One aspect of human nature—a free will, or the ability to deliberate over different desires and to choose different courses of action-- accounts for the distinctiveness of individual personalities and differences in cultural practices. Although humans have the same needs, they have diverse wants. More importantly, when humans exercise their wills in pursuit of the desires and courses of action, all kinds of inequalities emerge.


So although all humans possess natural equality, over the course of their lives people come to have acquired inequalities. We see people manifest different degrees of achievement in education, business, politics, and sports-- just to name a few. When these inequalities emerge from circumstances free from artificial enhancements that benefit some person's thriving and obstructs that of others, conservatives see those inequalities as just.
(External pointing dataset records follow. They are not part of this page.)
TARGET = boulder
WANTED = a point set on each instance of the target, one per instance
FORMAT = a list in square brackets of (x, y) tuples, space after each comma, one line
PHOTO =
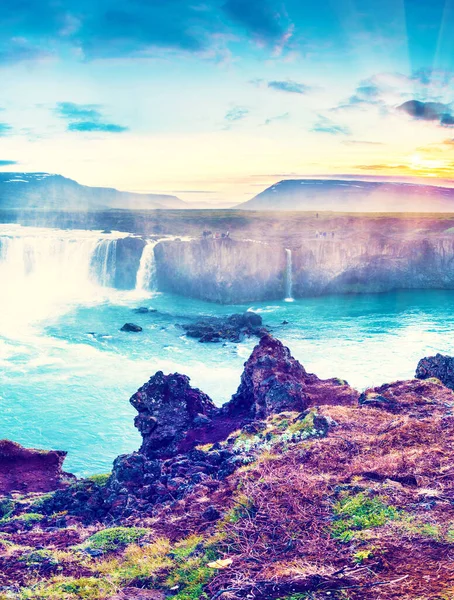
[(272, 382), (439, 366), (29, 470), (233, 328), (131, 327), (169, 408)]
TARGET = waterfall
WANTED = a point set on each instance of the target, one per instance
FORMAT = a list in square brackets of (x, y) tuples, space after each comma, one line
[(288, 276), (43, 270), (146, 274), (103, 263)]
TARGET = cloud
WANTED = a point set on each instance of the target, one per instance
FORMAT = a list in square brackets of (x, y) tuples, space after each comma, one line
[(93, 126), (367, 93), (237, 113), (361, 143), (325, 125), (258, 17), (5, 129), (106, 29), (282, 117), (428, 111), (291, 87), (86, 118)]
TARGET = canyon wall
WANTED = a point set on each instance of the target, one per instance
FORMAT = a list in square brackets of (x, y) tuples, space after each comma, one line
[(228, 271), (221, 270)]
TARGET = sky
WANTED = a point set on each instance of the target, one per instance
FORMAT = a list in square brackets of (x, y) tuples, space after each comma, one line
[(214, 100)]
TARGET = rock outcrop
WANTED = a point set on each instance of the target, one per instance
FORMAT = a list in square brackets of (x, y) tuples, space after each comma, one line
[(357, 261), (439, 366), (175, 418), (169, 411), (221, 270), (29, 470), (273, 382), (419, 398), (233, 328), (128, 254)]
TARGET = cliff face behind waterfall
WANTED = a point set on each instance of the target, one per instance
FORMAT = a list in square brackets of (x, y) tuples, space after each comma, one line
[(221, 270), (237, 271)]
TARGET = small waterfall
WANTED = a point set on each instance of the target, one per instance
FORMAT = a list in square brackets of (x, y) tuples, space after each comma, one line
[(103, 263), (146, 274), (288, 276)]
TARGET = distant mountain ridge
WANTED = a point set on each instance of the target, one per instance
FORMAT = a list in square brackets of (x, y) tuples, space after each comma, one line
[(55, 192), (343, 195)]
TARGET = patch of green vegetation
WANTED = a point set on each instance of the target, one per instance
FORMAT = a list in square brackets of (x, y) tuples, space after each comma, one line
[(100, 479), (38, 504), (244, 507), (138, 565), (363, 555), (186, 547), (358, 512), (39, 557), (69, 588), (26, 519), (191, 575), (6, 507), (116, 537), (305, 425)]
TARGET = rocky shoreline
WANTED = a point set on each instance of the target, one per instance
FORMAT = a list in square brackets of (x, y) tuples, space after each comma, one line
[(292, 466)]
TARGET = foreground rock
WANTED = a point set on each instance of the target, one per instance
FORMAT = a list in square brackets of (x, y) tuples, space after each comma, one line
[(169, 411), (293, 489), (233, 328), (273, 382), (439, 366), (28, 470)]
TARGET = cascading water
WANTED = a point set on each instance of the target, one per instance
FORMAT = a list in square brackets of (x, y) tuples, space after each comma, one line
[(288, 276), (146, 274), (42, 270)]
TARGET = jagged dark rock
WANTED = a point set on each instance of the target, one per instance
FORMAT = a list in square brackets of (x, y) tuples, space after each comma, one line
[(174, 418), (29, 470), (233, 328), (439, 366), (131, 327), (169, 411), (272, 381), (128, 253)]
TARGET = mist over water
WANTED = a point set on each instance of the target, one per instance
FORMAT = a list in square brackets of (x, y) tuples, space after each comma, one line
[(67, 372)]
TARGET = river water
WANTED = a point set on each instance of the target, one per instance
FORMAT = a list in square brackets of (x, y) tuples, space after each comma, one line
[(67, 371)]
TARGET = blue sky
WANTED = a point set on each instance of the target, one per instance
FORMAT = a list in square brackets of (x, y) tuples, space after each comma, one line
[(216, 99)]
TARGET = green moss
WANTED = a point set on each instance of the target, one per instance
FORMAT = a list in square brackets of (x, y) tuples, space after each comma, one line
[(6, 507), (85, 588), (186, 547), (191, 575), (40, 502), (358, 512), (113, 538), (39, 557), (100, 479)]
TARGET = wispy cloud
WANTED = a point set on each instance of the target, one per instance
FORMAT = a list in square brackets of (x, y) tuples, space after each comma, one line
[(289, 86), (325, 125), (429, 111), (5, 129), (259, 17), (237, 113), (282, 117), (86, 118)]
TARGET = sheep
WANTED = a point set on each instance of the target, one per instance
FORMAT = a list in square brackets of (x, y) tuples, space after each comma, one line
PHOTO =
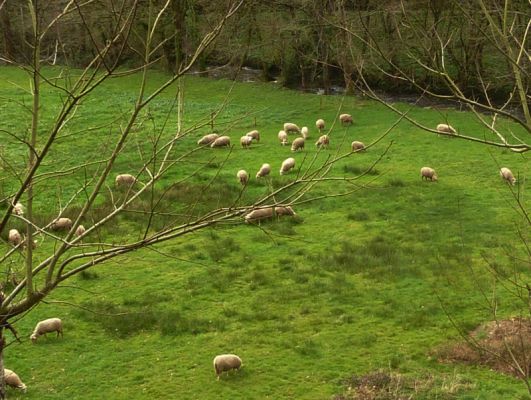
[(323, 141), (297, 144), (428, 173), (226, 362), (264, 170), (254, 134), (246, 141), (14, 237), (243, 177), (13, 380), (445, 128), (46, 326), (222, 141), (124, 180), (268, 212), (319, 124), (357, 146), (207, 139), (283, 137), (346, 119), (291, 128), (62, 224), (287, 164), (305, 132), (506, 175)]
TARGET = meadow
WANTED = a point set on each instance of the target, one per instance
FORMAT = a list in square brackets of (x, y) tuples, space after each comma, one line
[(352, 285)]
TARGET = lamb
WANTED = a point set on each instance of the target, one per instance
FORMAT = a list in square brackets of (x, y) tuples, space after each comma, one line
[(226, 362), (357, 146), (283, 137), (323, 141), (346, 119), (46, 326), (264, 170), (243, 177), (246, 141), (287, 164), (319, 124), (124, 180), (297, 144), (428, 173), (268, 212), (207, 139), (444, 128), (222, 141), (62, 224), (254, 134), (14, 237), (12, 379), (291, 128), (505, 173)]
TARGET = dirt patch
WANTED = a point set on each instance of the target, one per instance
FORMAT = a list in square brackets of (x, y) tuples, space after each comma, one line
[(504, 346)]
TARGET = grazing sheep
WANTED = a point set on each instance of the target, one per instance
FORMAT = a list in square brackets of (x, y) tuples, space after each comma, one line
[(291, 128), (505, 173), (444, 128), (346, 119), (14, 237), (246, 141), (225, 363), (268, 212), (46, 326), (319, 124), (297, 144), (207, 139), (62, 224), (323, 141), (428, 173), (357, 146), (264, 170), (287, 164), (305, 132), (283, 137), (124, 180), (222, 141), (254, 134), (12, 379), (243, 177)]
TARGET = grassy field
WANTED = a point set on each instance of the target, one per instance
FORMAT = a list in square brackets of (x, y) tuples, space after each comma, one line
[(352, 285)]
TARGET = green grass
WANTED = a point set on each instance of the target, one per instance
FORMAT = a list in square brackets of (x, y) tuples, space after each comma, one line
[(352, 285)]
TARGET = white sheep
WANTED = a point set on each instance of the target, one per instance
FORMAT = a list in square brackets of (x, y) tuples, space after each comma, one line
[(283, 137), (506, 175), (297, 144), (291, 128), (346, 119), (47, 326), (243, 177), (225, 363), (264, 170), (207, 139), (357, 146), (62, 224), (13, 380), (222, 141), (14, 237), (323, 141), (254, 134), (287, 165), (428, 173), (319, 124), (268, 212), (124, 180)]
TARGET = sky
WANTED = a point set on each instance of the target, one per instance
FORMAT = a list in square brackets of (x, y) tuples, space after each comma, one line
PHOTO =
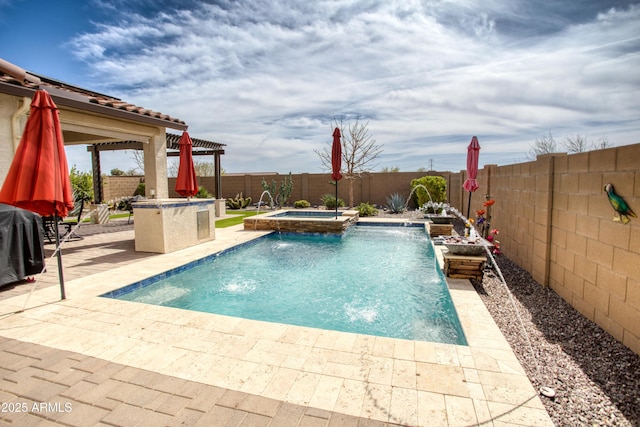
[(269, 78)]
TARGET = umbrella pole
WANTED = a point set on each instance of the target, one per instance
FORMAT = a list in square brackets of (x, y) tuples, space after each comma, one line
[(59, 256), (336, 199)]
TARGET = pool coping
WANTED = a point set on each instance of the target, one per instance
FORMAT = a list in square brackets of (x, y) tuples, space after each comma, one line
[(384, 379)]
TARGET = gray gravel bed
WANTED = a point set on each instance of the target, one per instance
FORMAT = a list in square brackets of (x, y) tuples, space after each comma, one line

Under such circumstances, everyone's varying degrees of honor received for  their educational, economic, and athletic achievements are their due—what is owed them. This is where Aristotle is correct: justice is rewarding people according to their due.


In Aristotle's words,

“It is thought that justice is equality, and so it is. But not for all persons; only for those who are equal. Inequality also is thought be be just. And so it is. But not for all; only for the unequal.”


Aristotle—and most conservatives today—see reward as something that should be explicitly tied to virtue or merit. A just society will manifest all kinds of inequalities.